Complex reality behind knife crime headlines

Friday, 18th August 2017

• MUCH of the media is obsessed with blaming teenage knife crime on feral youth running riot. But the reality is far more complex.

Unless we are willing to understand this and move away from the establishment’s current confused cocktail of deterrence, punishment and rehabilitation, no lives will be saved.

Crime arises from a combination of individual and social factors, its level and types a result of the society we create or allow to happen. The police cannot solve the problem alone because it is not in their power to influence its driving forces, of poverty, exclusion and limited job opportunities.

Criminal justice efforts to control the situation have revolved, to date, around knife amnesties, focused police operations and similar reactive measures.

Though good for publicity, these have limited effect and, in some instances, may even be counter-productive. Stop and search, for example, may worsen the situation by victimising young people and creating mistrust and resentment. Police recognise this.
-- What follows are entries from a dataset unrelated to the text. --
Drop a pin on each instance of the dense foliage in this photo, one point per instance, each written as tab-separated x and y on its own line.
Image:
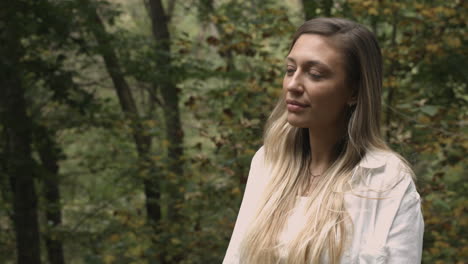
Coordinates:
118	181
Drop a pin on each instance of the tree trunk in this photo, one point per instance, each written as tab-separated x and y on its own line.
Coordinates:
127	103
48	153
170	94
17	125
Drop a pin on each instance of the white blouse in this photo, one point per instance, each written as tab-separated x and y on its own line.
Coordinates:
387	230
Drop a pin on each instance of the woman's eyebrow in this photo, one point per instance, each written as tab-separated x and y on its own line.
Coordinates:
311	63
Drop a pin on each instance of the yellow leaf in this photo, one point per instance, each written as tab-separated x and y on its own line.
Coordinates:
114	237
373	11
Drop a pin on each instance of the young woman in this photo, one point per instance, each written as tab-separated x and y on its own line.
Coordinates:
324	187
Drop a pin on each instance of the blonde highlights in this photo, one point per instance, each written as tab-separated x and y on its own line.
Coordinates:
287	154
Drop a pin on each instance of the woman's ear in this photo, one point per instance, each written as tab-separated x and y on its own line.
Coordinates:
352	101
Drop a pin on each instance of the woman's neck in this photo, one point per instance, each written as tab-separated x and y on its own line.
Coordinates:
323	148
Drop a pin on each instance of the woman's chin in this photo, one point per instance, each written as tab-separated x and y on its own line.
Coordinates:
297	122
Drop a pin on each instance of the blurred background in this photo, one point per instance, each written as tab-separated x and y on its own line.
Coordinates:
128	126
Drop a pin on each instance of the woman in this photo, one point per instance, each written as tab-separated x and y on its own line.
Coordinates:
325	188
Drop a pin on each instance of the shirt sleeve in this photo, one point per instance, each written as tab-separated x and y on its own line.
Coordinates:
247	208
404	241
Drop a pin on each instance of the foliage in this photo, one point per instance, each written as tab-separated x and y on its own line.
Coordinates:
227	61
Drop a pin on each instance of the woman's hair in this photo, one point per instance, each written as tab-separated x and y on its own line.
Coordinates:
287	155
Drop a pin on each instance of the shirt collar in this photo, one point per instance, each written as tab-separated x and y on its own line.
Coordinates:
374	159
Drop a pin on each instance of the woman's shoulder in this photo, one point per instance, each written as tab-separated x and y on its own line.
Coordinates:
383	170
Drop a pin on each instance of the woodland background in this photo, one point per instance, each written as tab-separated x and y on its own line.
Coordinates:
128	126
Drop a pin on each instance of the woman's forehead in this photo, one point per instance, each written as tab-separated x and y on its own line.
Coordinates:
312	47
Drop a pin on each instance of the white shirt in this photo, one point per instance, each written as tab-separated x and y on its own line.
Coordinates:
387	230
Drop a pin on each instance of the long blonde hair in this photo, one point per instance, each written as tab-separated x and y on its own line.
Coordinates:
287	153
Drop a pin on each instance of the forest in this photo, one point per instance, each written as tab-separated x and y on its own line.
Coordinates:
127	127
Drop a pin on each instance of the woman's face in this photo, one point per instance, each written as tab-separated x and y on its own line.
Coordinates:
314	84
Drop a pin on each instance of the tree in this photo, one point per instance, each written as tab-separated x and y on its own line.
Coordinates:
17	125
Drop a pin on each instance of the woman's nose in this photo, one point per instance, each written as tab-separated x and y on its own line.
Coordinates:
294	83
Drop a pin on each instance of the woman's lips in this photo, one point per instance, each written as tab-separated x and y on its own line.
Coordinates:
295	106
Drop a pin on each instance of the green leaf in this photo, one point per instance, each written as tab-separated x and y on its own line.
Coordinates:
430	110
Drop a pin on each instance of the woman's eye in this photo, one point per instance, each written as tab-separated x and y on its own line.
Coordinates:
290	71
315	75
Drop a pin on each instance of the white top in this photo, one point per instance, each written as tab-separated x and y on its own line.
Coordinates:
387	230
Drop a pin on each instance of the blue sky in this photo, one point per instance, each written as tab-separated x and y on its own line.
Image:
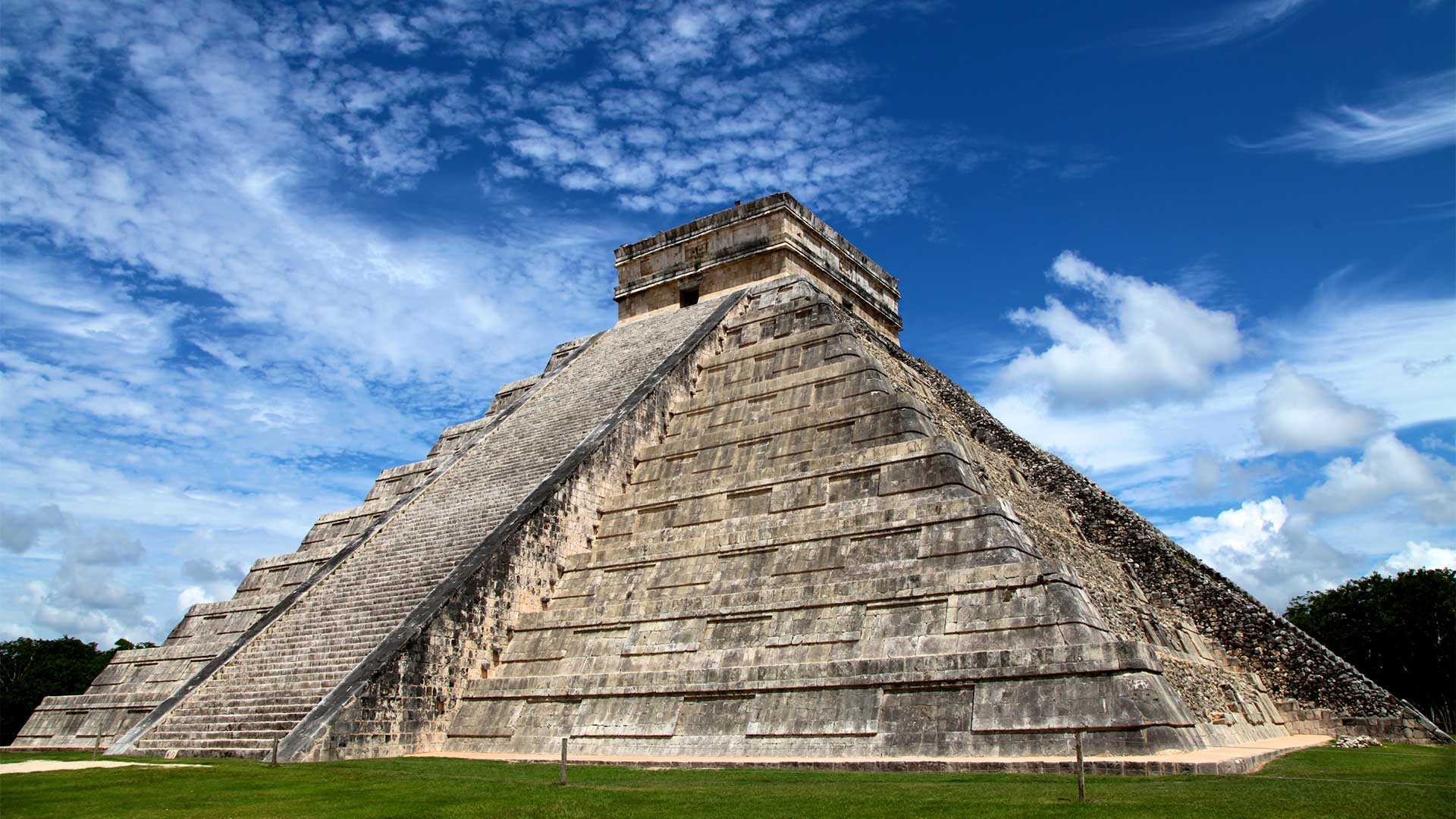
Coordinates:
253	254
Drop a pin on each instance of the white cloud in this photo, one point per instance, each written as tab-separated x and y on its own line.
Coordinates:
1386	468
1267	548
1411	117
1136	341
1301	413
1419	556
1234	22
20	529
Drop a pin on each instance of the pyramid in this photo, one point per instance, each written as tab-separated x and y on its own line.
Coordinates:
740	523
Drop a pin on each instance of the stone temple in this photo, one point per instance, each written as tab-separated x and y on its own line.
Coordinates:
743	522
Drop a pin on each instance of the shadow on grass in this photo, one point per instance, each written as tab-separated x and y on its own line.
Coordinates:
1386	781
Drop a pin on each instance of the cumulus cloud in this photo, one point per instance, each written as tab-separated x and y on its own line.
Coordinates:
92	591
207	570
1419	556
1267	548
1407	118
1231	24
20	529
1386	468
1134	341
1301	413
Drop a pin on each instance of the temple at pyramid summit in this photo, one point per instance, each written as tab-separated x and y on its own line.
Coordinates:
742	523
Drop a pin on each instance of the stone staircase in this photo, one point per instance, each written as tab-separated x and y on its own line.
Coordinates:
413	532
805	563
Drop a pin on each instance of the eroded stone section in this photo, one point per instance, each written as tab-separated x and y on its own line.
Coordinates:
802	564
1229	659
402	551
774	237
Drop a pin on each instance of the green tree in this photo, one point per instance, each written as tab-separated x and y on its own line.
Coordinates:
1400	632
36	670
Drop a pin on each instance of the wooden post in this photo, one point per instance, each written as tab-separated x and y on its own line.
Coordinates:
1082	776
563	760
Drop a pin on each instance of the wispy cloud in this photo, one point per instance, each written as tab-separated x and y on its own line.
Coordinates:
1223	458
1136	340
1232	24
1407	118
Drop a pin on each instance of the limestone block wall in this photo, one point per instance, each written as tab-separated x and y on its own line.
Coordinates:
804	567
137	681
750	242
1231	659
406	704
291	673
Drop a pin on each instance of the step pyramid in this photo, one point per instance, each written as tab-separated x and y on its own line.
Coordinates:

With a limited mandate and even more limited resources, police cannot solve these problems by themselves. We can only achieve our common objectives through policies such as a basic income, taxes on wealth and greater spending on social services, backed by political will to improve the quality and equality of society.

Islington has one of the highest child poverty rates in London (38 per cent). That should be the background to every new headline informing us of a stabbing.